A Conversation for The Forum

Forum: The Budget (UK Centric)

Post 61

Acid Override - The Forum A1146917

Inheritance is a poor system of passing down wealth to the next generation. People who inherit too much and never have to work rarely do, any contribution they may have made is lost. Equally people who inherit too little and have to work to survive (and thus not have time for education and the like) will rarely be able to reach their potential and much of the contribution they may have made is also lost.

Inheritance tax is a stopgap measure to try to make things a little less unfair until someone can come up with a superior system. It should be optimised to get as much money from people who are inheriting too much to people who are inheriting too little. If it goes to high people start finding ways around it, if it drops to low then it doesn't have the desired effect. I'm not an economist or a social studies person (whats the word?) so I wouldn't like to say whether it's too low or too high. I feel it's too low, but uninformed emotion is not a good way to set a budget.

On an unrelated note: This year the govornment charged me twice as much as I earned. Then again I suppose they also paid for keyhole surgery


Forum: The Budget (UK Centric)

Post 62

Teasswill

I'm guessing that there are actually relatively few people who inherit sufficient at an early enough age to afford not to work. With people living longer, many of us will not inherit until we are around retirement age.
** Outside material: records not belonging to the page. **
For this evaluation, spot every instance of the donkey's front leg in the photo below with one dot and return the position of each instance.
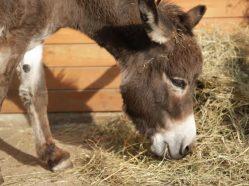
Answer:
(34, 95)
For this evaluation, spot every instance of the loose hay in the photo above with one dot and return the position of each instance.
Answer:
(115, 154)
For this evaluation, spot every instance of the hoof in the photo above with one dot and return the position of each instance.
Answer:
(64, 163)
(56, 158)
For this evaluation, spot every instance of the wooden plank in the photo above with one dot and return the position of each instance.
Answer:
(76, 55)
(71, 101)
(79, 78)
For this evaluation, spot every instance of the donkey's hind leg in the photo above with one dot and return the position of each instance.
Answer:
(7, 64)
(34, 95)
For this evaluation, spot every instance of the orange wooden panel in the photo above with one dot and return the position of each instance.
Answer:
(71, 101)
(79, 78)
(76, 55)
(217, 8)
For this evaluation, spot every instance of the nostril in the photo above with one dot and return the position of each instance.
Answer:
(186, 150)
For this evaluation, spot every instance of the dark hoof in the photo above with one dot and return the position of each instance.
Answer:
(56, 158)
I think there is an increasing trend for pensioners to spend their money rather than let the taxman grab a large percentage of it.

My feeling is that inheritance tax is unfairly severe. If people have had a good income (paying taxes) & been prudent with it (paying tax on savings), why should they not be able to pass that on to their offspring?
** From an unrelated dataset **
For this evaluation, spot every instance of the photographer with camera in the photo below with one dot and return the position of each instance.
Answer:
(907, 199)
Forum: The Budget (UK Centric)

Post 63

BouncyBitInTheMiddle

I notice the difference in feeling here is in the two different approaches to the issue:
Why shouldn't people be able to pass on their wealth?

versus

Why should some people benefit based on who their parents were?


Forum: The Budget (UK Centric)

Post 64

Acid Override - The Forum A1146917

I wonder if it depends on whether you view human nature as an obstacle to moral action or a guide as to what it should be.

Wealth represents rescources. There is a finite amout of rescources - if you increase the amount of currency in a system the value of each unit of currency drops. Given that there are a finiate number of rescources available in a system any rescource that somone has but doesn't need, is a rescource that someone who needs it doesn't have.

I wonder if working the system so that inheritance tax is very low up to a point and very high beyond it would be better?

Hm, thinking some other things too, but I need more time to communicate them properly.


Forum: The Budget (UK Centric)

Post 65

Teasswill



That might work, although you'd still get some 'the wrong side' of the dividing line, who'd complain bitterly. I think the application of inheritance tax needs addressing too. Perhaps the person's residence should be taxed differently from other assests.

I'm thinking about large houses where perhaps the whole family live together - because of the value of the deceased's estate as a whole, their offspring may face crippling bills & be unable to maintain their home.


Forum: The Budget (UK Centric)

Post 66

WanderingAlbatross - Wing-tipping down the rollers of life's ocean.

Seeing how Prudence, in a fit of redistributive pique, has taken and continues to take, massive ammounts of money away from pension funds, we will have to spend our hard earned assets to survive when we retire.

Also with increasing means testing it will not pay to have any savings. With good planning and a fair wind when Mrs WA and I go there should be just about enough left for a good piss up for the mates.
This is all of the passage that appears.